Even if he hadn't tried to rape Julianna tonight, the fucker deserved to die.
I'd pulled another favor—I hated to admit it but sometimes having the surname Tyrell helped. I had a million dollar life insurance policy taken out on Eddie Sanchez, backdated to two years ago so it didn't look fishy. Guess who the sole beneficiary was on the policy? His wife.
So yes, Eddie, you will be a real fucking support to your wife and kids. When you're good and dead.
"Pull your zipper down," I said, the barrel of my gun pressed to the back of his skull.
Eddie froze, his shoulders hunched up around his ears. "W-What?"
"You heard me."
"M-Man, I ain't gay. I ain't?—"
"Do it before I give you a second asshole."
His zipper cut over the low hum of the car engine, still on.
"Now pull your dick out."
He let out a pained whimper over the rustle of his jeans.
I shifted my fingers on the grip and tried to block out his sobbing. I wondered if his daughters would mourn him. Or would they sag with relief when they heard he'd died, knowing that their beatings would stop. Knowing what I did, they would probably do both and it would tear their tiny insides apart.

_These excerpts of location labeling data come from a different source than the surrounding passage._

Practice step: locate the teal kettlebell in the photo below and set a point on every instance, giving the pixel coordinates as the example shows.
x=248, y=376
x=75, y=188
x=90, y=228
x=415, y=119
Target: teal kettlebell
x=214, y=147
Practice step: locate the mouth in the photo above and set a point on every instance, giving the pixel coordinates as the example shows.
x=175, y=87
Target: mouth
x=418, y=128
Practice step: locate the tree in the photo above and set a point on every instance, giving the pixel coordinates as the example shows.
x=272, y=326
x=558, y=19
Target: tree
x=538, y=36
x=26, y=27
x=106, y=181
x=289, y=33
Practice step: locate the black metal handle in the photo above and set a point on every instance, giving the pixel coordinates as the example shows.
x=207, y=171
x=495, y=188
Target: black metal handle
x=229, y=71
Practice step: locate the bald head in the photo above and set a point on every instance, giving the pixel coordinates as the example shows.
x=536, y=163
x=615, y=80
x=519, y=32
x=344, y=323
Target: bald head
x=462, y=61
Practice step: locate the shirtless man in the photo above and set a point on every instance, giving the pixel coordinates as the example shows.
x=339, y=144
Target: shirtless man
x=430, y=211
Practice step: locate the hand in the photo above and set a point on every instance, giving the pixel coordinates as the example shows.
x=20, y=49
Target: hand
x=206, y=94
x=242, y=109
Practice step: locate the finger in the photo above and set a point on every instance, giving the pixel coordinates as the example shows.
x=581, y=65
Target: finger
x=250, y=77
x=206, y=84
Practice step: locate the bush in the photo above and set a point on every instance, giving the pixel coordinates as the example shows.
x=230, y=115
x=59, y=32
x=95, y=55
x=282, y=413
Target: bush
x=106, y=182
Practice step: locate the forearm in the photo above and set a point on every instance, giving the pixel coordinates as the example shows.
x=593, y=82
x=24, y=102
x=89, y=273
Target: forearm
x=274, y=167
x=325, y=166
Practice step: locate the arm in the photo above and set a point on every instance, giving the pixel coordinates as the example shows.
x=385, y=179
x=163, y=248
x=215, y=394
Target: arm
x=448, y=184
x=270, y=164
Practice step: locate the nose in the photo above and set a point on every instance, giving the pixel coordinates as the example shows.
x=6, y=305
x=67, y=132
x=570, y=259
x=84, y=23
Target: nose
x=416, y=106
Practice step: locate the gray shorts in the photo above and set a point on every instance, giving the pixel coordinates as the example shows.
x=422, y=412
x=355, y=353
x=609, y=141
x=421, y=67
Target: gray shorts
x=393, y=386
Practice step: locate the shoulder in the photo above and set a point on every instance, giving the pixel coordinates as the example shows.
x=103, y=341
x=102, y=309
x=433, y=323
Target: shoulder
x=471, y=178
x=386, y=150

Bastard as Eddie was, he was still their father. I was about to take him away from them.
I forced my finger onto the trigger. To my surprise, a trickle of sweat beaded on my forehead.
Come on, Roman. It's not like this is your first kill.
But Vinnie had been forced on me, my father's gun at my back. The second attacker, Tate Jackson, whose neck I'd broken earlier, had been an accident. I hadn't meant to kill him. I was just so fucking furious when I saw his hands on Julianna, when I heard the tearing of her clothes, when I knew, knew, what he wanted to do to her.
"You promised me you'd get me to safety," Eddie garbled. "You promised."
Do it, Roman. Do it to make sure this scumbag never reveals what he saw tonight—the heir of the Tyrell Mafia empire saving the life of a cop.
Do it to protect her.
"I lied." I pulled the trigger.
The bullet rang out like a bang, echoing out into the night. Eddie dropped forward like a sack, his dick hanging out of his pants like the poor unlucky fucker just stopped for a piss.
For a second I just stood there, my gun still pointed at where Eddie's head once was, whips of smoke reaching for the heavens from the end of my barrel.
No weapon, no evidence, no witnesses, a voice echoed in my head, spurring me to action.
There were no witnesses to worry about.
I would take the gun with me, throw it into the river on my way as I drove back to Verona.
As for any evidence I might leave behind… I strode to the seat behind the driver's side where I had stashed the two cans I'd bought in the gas station earlier. Eddie hadn't even noticed I'd returned with them, to his detriment. I grabbed the one marked "bleach". Good old household cleaner. Will remove all scum, stains and DNA evidence.
I washed Eddie down before I climbed back into Eddie's car and gunned it back onto the road.
The other can was marked gasoline. This car was going to make a pretty bonfire.
Sometimes, when I wasn't thinking of Julianna, I replayed that night over in my head as I lay in bed staring at my ceiling.
I wasn't going to lie to myself. I was glad Eddie was dead. One less rapist scumbag for the world. Did that make what I did justifiable? Did that make me a hand of justice in a way?
He was still someone's son. Someone was going to miss him. Someone was going to mourn him.
"You are a good man, Roman."
Julianna's words taunted me. Haunted me. How could a bright angel see any light in me?
"Let me tell you what this good man did. I killed Eduardo Sanchez. I pointed the gun at his head and I pulled the trigger."
Every day since I confessed to her I half-expected, half-hoped I'd be arrested. The knock on my door never came. Even with the way I left things, even after I deliberately caused her pain, she would not turn on me. I didn't fucking deserve her. She was better off without me. Soon she would see that.